[3/3] kvm/powerpc: report guest steal time in host
diff mbox

Message ID c0db7eafdd13fcec26a0398e2ad0b7225c3998e9.1430913088.git.naveen.n.rao@linux.vnet.ibm.com
State New
Headers show

Commit Message

Naveen N. Rao May 6, 2015, 11:56 a.m. UTC
On powerpc, kvm tracks both the guest steal time as well as the time
when guest was idle and this gets sent in to the guest through DTL. The
guest accounts these entries as either steal time or idle time based on
the last running task. Since the true guest idle status is not visible
to the host, we can't accurately expose the guest steal time in the
host.

However, tracking the guest vcpu cede status can get us a reasonable
(within 5% variation) vcpu steal time since guest vcpus cede the
processor on entering the idle task. To do this, we introduce a new
field ceded_st in kvm_vcpu_arch structure to accurately track the guest
vcpu cede status (this is needed since the existing ceded field is
modified before we can use it). During DTL entry creation, we check this
flag and account the time as stolen if the guest vcpu had not ceded.
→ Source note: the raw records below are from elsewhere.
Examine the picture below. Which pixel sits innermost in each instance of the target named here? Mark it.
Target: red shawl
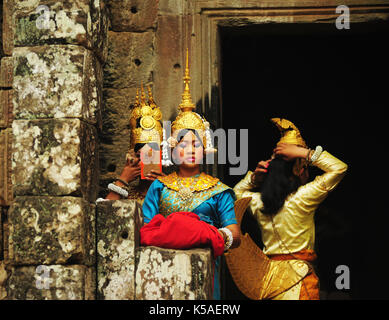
(181, 230)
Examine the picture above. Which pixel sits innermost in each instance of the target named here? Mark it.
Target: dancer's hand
(131, 170)
(152, 175)
(260, 171)
(290, 151)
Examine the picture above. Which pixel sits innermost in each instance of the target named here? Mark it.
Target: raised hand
(290, 151)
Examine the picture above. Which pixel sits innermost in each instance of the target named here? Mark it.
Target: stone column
(58, 51)
(165, 274)
(127, 271)
(6, 117)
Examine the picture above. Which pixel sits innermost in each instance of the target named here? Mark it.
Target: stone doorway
(322, 79)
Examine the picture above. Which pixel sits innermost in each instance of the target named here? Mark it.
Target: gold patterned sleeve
(309, 196)
(243, 187)
(243, 190)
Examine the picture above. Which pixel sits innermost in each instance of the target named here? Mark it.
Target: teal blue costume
(212, 201)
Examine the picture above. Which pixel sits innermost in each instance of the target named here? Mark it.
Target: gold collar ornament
(291, 135)
(188, 119)
(195, 184)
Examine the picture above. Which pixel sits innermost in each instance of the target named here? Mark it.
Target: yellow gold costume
(295, 220)
(289, 235)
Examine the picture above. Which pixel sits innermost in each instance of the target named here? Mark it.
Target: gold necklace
(186, 193)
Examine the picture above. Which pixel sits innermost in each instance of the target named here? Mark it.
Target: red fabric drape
(181, 230)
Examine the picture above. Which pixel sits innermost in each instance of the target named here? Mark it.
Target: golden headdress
(145, 120)
(290, 134)
(188, 119)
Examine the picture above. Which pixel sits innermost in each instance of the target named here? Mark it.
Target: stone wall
(128, 271)
(54, 69)
(145, 45)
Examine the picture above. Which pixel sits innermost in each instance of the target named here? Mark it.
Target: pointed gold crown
(187, 119)
(145, 119)
(289, 132)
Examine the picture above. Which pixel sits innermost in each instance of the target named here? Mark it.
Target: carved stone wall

Signed-off-by: Naveen N. Rao <naveen.n.rao@linux.vnet.ibm.com>
---
Tests show that the steal time being reported in the host with this approach is
around 5% higher than the steal time shown in guest. I'd be interested to know
if there are ways to achieve better accounting of the guest steal time in host.

Thanks!
- Naveen

 arch/powerpc/include/asm/kvm_host.h     | 1 +
 arch/powerpc/kernel/asm-offsets.c       | 1 +
 arch/powerpc/kvm/book3s_hv.c            | 2 ++
 arch/powerpc/kvm/book3s_hv_rmhandlers.S | 3 +++
 4 files changed, 7 insertions(+)

Comments

Christian Borntraeger May 6, 2015, 12:46 p.m. UTC | #1
Am 06.05.2015 um 13:56 schrieb Naveen N. Rao:
> On powerpc, kvm tracks both the guest steal time as well as the time
> when guest was idle and this gets sent in to the guest through DTL. The
> guest accounts these entries as either steal time or idle time based on
> the last running task. Since the true guest idle status is not visible
> to the host, we can't accurately expose the guest steal time in the
> host.
> 
> However, tracking the guest vcpu cede status can get us a reasonable
> (within 5% variation) vcpu steal time since guest vcpus cede the
> processor on entering the idle task. To do this, we introduce a new
> field ceded_st in kvm_vcpu_arch structure to accurately track the guest
> vcpu cede status (this is needed since the existing ceded field is
> modified before we can use it). During DTL entry creation, we check this
> flag and account the time as stolen if the guest vcpu had not ceded.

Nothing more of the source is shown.